Government officials are considering a ban on gas-burning stoves.
The U.S. Consumer Product Safety Commission (CPSC) initiated a recall on a portable gas stove in October due to fire risks it had posed as a result of gas leaks.
Richard Trumka Jr., a CPSC commissioner, stated in an interview that the agency was considering banning gas stoves due to alleged respiratory and other health problems.
“This is a hidden hazard,” said Trumka. “Any option is on the table. Products that can’t be made safe can be banned.”
Trumka said these kinds of stoves could emit dangerous levels of toxic chemicals even when they were not being used.
Most gas-burning stoves in the United States burn methane gas. While this gas is considered non-toxic and harmless in limited quantities, it does present a risk of suffocation if it displaces too much air.
Research conducted by Stanford University in 2021 on stoves from 53 California homes found that over three-quarters of methane gas escapes from a stove when the stove is inactive. Only one of the 53 stoves had no measurable leak.
Consumer Reports cited the Stanford study in December 2022 and said potentially high levels of nitrogen dioxide emitted from burners in a lab kitchen without adequate ventilation could pose a risk to people with asthma and other respiratory disorders.
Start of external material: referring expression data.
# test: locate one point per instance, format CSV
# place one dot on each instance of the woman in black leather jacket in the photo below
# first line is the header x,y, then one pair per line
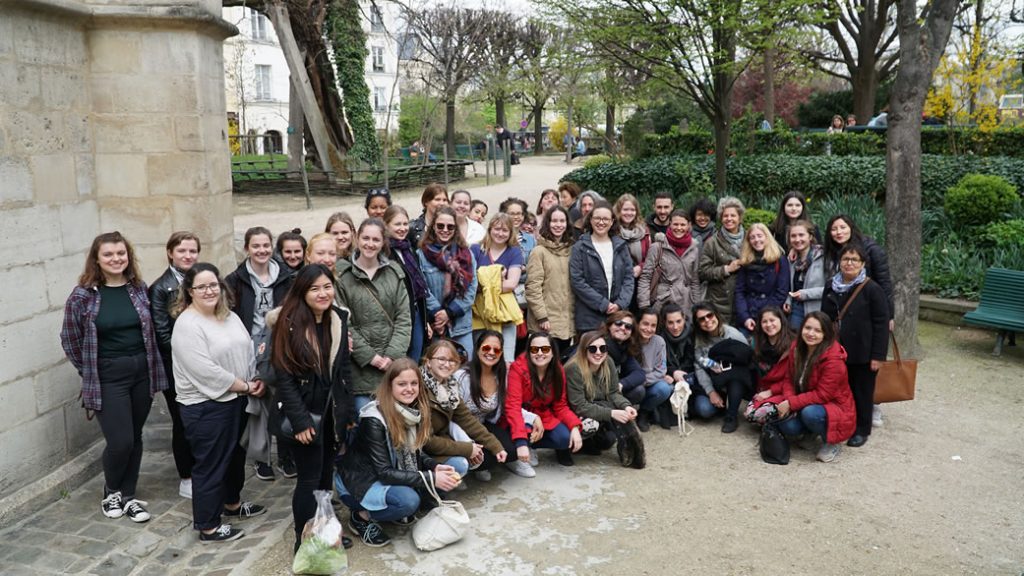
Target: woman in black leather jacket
x,y
381,480
309,356
182,252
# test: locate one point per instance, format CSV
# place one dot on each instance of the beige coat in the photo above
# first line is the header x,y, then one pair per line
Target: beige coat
x,y
679,282
549,295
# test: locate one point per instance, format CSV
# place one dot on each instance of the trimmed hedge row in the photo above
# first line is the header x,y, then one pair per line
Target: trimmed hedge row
x,y
1008,141
773,175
The U.S. Environmental Protection Agency said the gas leaking from stoves can irritate airways in the human respiratory system and may aggravate respiratory diseases such as asthma.
Such respiratory disorders are often linked to obesity, a major public health crisis affecting Dallas-Fort Worth in particular, which has one of the highest rates of obesity of any U.S. metro area.
But, as former Texas congressman, White House physician, and Navy Rear Admiral (retired) Ronny Jackson pointed out, “187 MILLION Americans have gas stoves in their homes, and it will cost a FORTUNE to replace them.”
“There’s no ‘science’ behind this” attempt by the government to ban gas stoves, Jackson claimed.
U.S. Representative Gary Palmer (R-AL) also dismissed the idea of banning gas-burning stoves nationwide on Monday.
“Over 40 million American households use gas stoves,” said Palmer in a tweet. “This type of power should never have been given to unelected bureaucrats, and it is time for it to end.”
Trumka quickly responded, noting that the agency would not come after existing product consumers and that new regulations would only apply to new products.
“For Americans who CHOOSE to switch from gas to electric, there is support available — Congress passed the Inflation Reduction Act, which includes a $840 rebate,” explained Trumka.